November has always been a time of celebration for me. Several close relatives and some of my best friends in the world have November birthdays. But no one in my immediate circle is, like me, an “Armistice Baby”—born on November 11, now officially recognized as Veterans Day.
As a small child, I loved the fact that American flags lined the streets, schools let out, banks closed and people wore little red poppies on their lapels for MY birthday. The solemnity of the day escaped me. It was only as I grew older that I came to realize the true, national significance of the date.
This year, as we celebrate Veterans Day, we’re faced with one of those good news/bad news scenarios. The good news is we’ve just learned that 40,000 of our troops may be coming home from deployments in Iraq. The bad news, as I understand it, is that with our current staggering unemployment statistics, we don’t know what type of private-sector jobs will be available to those veterans so they can support themselves and their families.
Most military veterans reading this column can probably relate: As troops have come home from earlier conflicts, they’ve typically brought with them a range of skills that could translate easily into civilian positions. Things have changed, though. With fewer jobs to be had these days—and so many of the ones that are posted requiring higher-tech training and skills than in the past—people are beginning to whisper about the possibility of even uglier unemployment rates than we’re looking at now.
Lest we forget, our politicians are on the job—or at least they say they are. As I write this piece (on Halloween), something called the Veterans Opportunity to Work Act is still trying to wend its way through Congress and onto the President’s desk. In addition, I heard this morning that the President, as part of his “We Can’t Wait” strategy, is trying to work out something that would match around 8000 veterans with healthcare jobs. All well and good, but the point is things don’t seem to be moving quickly enough for countless vets who have already come home—from Iraq, Afghanistan, even Vietnam—not to mention the thousands that are expected to return by Christmas. For now, it’s probably going to be up to the private sector to get the job done. This month’s “Viewpoint” column (page 56) comes from Mike Putz, the president/CFO of a company trying to do just that: Energy Veterans, Inc.©
Based in Mount Prospect, IL, Energy Veterans is fighting to put veterans back to work in energy-sector jobs. It’s an example of good people coming together with a good idea and making it work for those who have served our country well—and who deserve much more from us as a nation than we seem to be providing, in many cases.

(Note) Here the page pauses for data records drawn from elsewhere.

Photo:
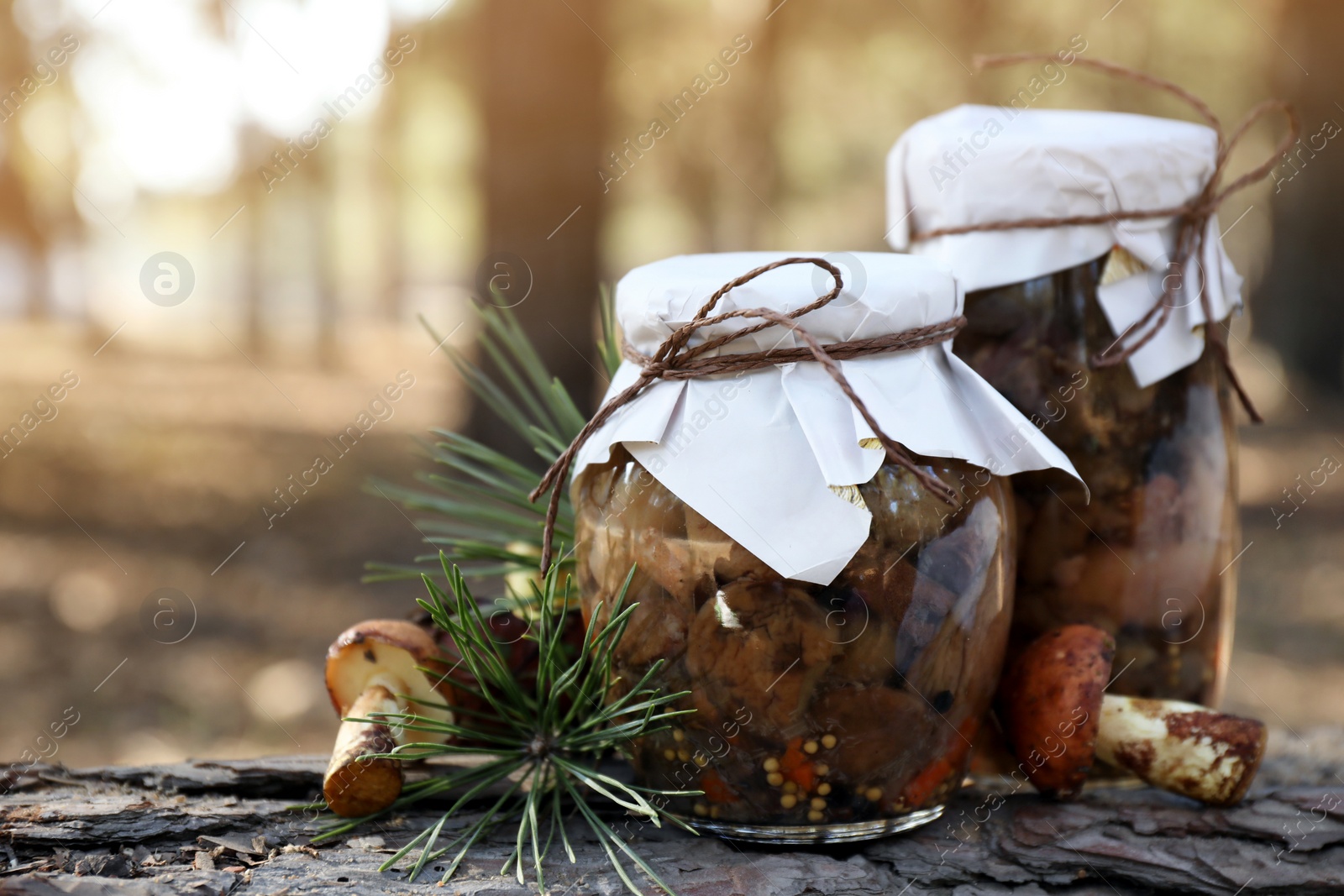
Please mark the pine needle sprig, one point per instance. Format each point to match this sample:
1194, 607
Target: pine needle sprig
546, 741
479, 510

As Mike notes, Energy Veterans is just a small player in a big job market. To that, I say, what the hey: It’s going to take a lot of players—big and small—to overcome the challenges our nation is facing on the jobs front. If you know of other companies and organizations that are working to help fight this war, please let me know. We want to put a spotlight on them as well.
In the meantime, I trust you’ll join with me in celebrating all of our veterans—and everything that Veterans Day is really about—every day of the year!